Nuove e pericolose nubi minacciano infatti la nostra democrazia e la nostra società, per questo c’è bisogno di un opinione pubblica attenta e consapevole, in grado di giudicare, oltre la facile propaganda mediatica, il limite che si può raggiungere, ma non oltrepassare.

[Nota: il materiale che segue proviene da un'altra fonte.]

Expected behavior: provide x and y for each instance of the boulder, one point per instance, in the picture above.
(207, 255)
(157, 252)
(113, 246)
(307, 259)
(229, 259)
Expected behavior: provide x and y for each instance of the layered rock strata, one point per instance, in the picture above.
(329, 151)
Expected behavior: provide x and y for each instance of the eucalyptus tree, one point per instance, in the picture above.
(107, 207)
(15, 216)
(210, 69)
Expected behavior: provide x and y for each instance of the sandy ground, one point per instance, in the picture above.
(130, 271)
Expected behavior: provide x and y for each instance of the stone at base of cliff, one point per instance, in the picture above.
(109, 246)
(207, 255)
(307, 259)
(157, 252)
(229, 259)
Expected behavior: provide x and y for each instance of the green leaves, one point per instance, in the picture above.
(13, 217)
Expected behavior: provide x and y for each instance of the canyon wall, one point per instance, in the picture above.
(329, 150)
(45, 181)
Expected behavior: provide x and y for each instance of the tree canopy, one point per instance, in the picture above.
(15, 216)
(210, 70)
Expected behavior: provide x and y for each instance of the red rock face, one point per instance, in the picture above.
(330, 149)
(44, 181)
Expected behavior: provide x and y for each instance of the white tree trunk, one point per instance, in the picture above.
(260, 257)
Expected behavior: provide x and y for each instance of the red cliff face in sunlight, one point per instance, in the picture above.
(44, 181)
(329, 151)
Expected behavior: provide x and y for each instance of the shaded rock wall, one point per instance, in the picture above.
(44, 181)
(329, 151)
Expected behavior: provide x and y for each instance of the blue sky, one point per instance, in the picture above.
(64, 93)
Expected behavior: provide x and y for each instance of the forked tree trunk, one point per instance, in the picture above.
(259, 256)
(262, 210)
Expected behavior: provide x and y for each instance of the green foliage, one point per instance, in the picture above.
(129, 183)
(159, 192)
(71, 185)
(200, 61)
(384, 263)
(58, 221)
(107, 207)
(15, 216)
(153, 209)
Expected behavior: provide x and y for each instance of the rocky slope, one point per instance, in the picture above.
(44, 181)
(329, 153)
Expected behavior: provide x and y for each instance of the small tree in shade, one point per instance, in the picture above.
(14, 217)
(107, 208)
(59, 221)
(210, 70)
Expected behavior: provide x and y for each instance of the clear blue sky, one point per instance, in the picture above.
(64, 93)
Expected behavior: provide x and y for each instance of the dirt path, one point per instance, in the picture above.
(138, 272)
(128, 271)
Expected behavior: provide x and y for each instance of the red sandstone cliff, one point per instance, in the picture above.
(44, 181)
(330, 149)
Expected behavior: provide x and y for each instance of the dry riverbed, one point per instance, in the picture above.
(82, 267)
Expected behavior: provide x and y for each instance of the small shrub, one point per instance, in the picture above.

Felice Ziliani, comandante partigiano col nome di battaglia “Griso” e per decenni protagonista dell’Associazione Partigiani Cristiani, un Ribelle per Amore che, purtroppo, anche Lui con la sua scomparsa ci ha lasciati più soli, pochi anni fa scriveva:

“La Resistenza che continua, deve preservarci dall’abitudine del comodo quotidiano, dell’indifferenza verso i problemi degli altri, come se non fossero anche i nostri.
Di questi sentimenti devono essere permeate le nostre azioni, dobbiamo essere ancora una volta con un solo spirito: quello del bene comune.
Ciò è vivere, non sognare.”

E con queste belle parole – ha concluso Bergonzi – che ricordano ad ognuno di noi l’importanza ed il significato profondo della responsabilità personale, permettetemi, di mandare un ultimo saluto ad Antonio Rossetti, Giuseppe Carini, Benvenuto Carini ed Eugenio Silva che, insieme a tutti gli altri partigiani combattenti, ci insegnano l’amore per la nostra Patria.

Raccogliamo e tramandiamo il loro testimone, ci sentiremo meno piccoli di fronte al loro immenso esempio.
Anche a nome loro, viva la Resistenza, viva la Repubblica, viva l’Italia”.